The average cost of an electric car is $55,000. Even with layers of subsidies that artificially bring it that low, the average price of an electric car is around $19,000 higher than the price of an average gas-powered vehicle. The average Tesla goes for around $75,000. Leasing the Model S, not at the high end of the Tesla line, is still likely to cost you more than $600 per month.

Not everyone is pulling in Ocasio-Cortez bucks. Even if they are, they’re probably more concerned about functionality than pricey virtue signaling.

Why would a couple with kids shun a perfectly useful gas-powered car that, until recently, could be cheaply fueled and easy to drive any distance and in any environment?

Fossil fuels are the most efficient, affordable, portable, and useful form of energy. And we have a vast supply of them. In recent years, the U.S. has become the world’s largest oil producer. There are tens of billions of easily accessible barrels of offshore fossil fuels here at home—and much more around the world. We have centuries’ worth of it waiting in the ground.

Four dollars a gallon is a choice. Every plan to fight climate change either creates fabricated markets to raise prices on fossil fuels or creates artificial scarcity.

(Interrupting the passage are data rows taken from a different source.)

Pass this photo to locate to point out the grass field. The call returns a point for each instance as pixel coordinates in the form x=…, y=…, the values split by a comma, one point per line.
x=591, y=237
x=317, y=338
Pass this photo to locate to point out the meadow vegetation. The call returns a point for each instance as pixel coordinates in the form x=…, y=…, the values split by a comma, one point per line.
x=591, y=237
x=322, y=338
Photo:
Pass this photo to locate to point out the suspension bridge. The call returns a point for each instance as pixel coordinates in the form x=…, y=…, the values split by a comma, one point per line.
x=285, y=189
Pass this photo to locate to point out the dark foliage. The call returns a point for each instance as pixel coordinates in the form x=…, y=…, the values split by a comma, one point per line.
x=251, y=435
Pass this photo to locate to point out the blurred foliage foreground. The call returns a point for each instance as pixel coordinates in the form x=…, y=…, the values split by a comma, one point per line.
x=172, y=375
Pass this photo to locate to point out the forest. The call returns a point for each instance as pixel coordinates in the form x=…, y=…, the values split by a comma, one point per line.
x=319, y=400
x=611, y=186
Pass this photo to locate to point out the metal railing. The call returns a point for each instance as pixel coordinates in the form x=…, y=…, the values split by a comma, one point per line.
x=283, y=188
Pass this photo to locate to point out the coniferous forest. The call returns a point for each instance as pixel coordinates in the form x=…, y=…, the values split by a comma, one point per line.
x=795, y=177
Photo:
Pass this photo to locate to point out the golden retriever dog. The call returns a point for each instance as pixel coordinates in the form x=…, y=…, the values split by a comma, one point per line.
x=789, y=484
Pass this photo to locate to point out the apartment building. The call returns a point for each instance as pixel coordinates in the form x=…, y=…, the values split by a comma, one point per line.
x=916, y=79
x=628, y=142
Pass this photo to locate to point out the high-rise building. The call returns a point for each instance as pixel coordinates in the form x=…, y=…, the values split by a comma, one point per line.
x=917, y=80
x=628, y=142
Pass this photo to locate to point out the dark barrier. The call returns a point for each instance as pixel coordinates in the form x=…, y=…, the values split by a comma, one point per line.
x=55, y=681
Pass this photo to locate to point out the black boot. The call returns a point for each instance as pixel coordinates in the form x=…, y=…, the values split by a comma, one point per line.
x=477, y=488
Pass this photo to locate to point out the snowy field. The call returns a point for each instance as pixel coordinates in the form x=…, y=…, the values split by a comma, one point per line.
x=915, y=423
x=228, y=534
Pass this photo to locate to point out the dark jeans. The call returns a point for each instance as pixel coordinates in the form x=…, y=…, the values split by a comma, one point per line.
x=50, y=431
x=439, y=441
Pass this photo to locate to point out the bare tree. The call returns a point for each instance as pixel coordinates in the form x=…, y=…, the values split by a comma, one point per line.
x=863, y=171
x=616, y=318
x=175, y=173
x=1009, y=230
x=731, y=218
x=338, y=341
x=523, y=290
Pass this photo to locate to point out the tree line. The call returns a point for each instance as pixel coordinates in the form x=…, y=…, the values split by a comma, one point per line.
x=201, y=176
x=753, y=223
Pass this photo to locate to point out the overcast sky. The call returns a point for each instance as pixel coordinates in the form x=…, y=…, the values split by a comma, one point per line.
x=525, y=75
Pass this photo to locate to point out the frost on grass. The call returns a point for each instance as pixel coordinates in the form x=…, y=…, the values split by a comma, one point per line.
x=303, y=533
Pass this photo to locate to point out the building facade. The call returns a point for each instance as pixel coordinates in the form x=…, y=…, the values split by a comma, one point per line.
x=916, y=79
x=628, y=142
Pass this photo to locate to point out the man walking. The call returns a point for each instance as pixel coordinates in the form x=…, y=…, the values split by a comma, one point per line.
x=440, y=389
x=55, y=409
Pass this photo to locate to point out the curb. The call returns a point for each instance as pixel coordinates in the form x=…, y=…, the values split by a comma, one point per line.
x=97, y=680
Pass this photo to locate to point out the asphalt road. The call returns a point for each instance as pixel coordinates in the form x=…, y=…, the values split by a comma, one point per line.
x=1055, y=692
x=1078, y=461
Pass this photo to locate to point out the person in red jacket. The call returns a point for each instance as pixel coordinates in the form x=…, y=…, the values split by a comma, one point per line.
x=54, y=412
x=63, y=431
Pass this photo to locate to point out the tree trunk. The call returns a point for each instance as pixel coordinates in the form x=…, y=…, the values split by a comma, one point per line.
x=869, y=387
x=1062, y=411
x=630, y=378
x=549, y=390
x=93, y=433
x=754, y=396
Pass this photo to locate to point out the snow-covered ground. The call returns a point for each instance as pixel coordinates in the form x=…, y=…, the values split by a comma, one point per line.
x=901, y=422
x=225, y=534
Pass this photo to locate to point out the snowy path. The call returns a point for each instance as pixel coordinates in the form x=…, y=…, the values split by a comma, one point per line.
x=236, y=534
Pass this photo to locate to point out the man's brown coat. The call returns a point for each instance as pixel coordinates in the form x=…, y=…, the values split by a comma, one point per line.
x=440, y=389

President Joe Biden says this is the moment we become a leader in “exporting clean energy to countries all around the world.” The president wants half of new cars produced in the United States to be electric by 2030 (the year we will miraculously reach zero emissions), not because consumers demand them, but because technocrats decided to manipulate the market and coerce Americans to drive them.

Ford and GM promise to dramatically scale back gasoline-powered cars and become electric car manufacturers by 2035 because government promises “investments” and subsidies. Car companies know they’re too big to fail.

And, in the meantime, let them eat cake. “Today, the average gas price in America hit an all-time record high of over $4 a gallon,” TV’s Stephen Colbert ($10 million yearly salary) joked. “OK, that stings, but a clean conscience is worth a buck or two. It’s important. I’m willing to pay $4 a gallon. Hell, I’ll pay $15 a gallon because I drive a Tesla.”

If sending envoys to Iran and Venezuela to beg for oil soothes your principles, so be it. But Colbert’s comment is almost as funny as Buttigieg telling Americans that “families who own [an electric] vehicle will never have to worry about gas prices again.”

Where do Buttigieg and Colbert believe the power used to charge those electric cars comes from? Over 70% is from oil, natural gas, coal, and nuclear. Nuclear energy, in fact, is a cheaper and more practical alternative to revamping an entire $22 trillion economy than the high-minded, extortionately expensive proposals meant to cleanse the consciences of climate scaremongers.

Meanwhile, the same administration that argues that increasing domestic capacity and allowing more North American imports would have no immediate impact on spiking gas prices proposes that you buy yourself an expensive, impractical luxury item.

The difference between them and Marie Antoinette is that the latter never actually said, “Let them eat cake.”